As the organization moves into the
next phase of the Roxbury revival, Madison Park is seeking new
ways to tap the resources of
for-profit developers and major city institutions. “Madison Park has always
been pushing the envelope with these kinds of partnerships,” she says,
adding that the organization’s community base, expertise,
and track record can be used to leverage the financial capabilities
and expertise of large organizations.
“I think the institutions — the hospitals in
the Longwood medical area and Northeastern University — are important partners
to engage in a way that promotes the economic development of the area,” she
says. “They are all located along the edges of Roxbury.”
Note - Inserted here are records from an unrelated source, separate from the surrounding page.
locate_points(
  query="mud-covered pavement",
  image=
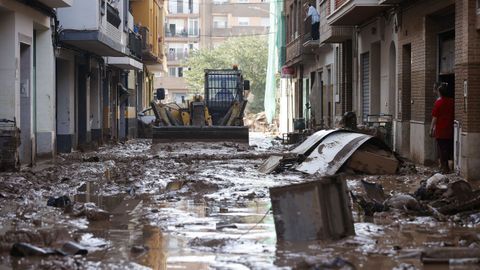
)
(199, 206)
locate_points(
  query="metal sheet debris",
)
(307, 146)
(269, 165)
(332, 153)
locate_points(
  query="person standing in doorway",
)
(442, 126)
(315, 17)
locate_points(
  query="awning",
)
(124, 63)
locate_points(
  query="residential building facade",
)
(233, 18)
(383, 58)
(95, 72)
(182, 36)
(192, 25)
(27, 92)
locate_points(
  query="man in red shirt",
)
(442, 126)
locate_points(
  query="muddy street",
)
(200, 206)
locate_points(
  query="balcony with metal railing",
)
(301, 43)
(177, 56)
(149, 56)
(135, 44)
(355, 12)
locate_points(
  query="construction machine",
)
(215, 116)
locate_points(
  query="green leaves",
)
(250, 53)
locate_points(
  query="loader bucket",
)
(171, 134)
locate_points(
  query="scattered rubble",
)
(92, 212)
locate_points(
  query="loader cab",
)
(222, 88)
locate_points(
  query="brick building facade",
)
(389, 65)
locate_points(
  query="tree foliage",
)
(249, 53)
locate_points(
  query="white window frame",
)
(219, 24)
(243, 21)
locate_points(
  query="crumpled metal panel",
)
(332, 153)
(311, 141)
(270, 164)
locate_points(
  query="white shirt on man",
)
(314, 14)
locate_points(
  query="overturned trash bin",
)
(317, 210)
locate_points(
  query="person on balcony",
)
(315, 17)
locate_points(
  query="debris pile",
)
(436, 196)
(258, 123)
(328, 152)
(315, 210)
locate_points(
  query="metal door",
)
(365, 66)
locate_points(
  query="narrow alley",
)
(200, 206)
(239, 134)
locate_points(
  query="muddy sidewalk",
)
(197, 206)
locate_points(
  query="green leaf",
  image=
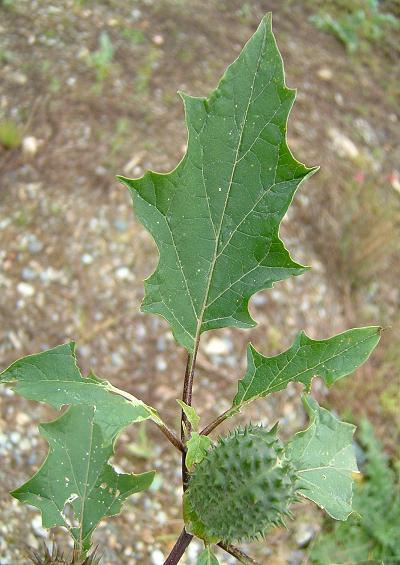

As an example of such collaborations, she points to the development of Davenport
Commons in lower Roxbury, which grew out of
a task force established by Boston Mayor Thomas Menino and whose members included
Michael A. Jessee, president and CEO of the Federal Home Loan Bank of Boston
(the Bank).
In 1999, the Bank awarded Madison Park a $250,000 Affordable Housing
Program grant through member Citizens Bank of Massachusetts to
help fund the Davenport Commons initiative, a collaboration among
Madison Park, the City of Boston, and Northeastern University to
build 125 student apartments for Northeastern and 60 ownership
units — 37
targeted for households earning 80 percent or less of the area
median income. As part of the initiative, Madison Park also built
Shawmut Estates, a 15-unit ownership development near Dudley Square.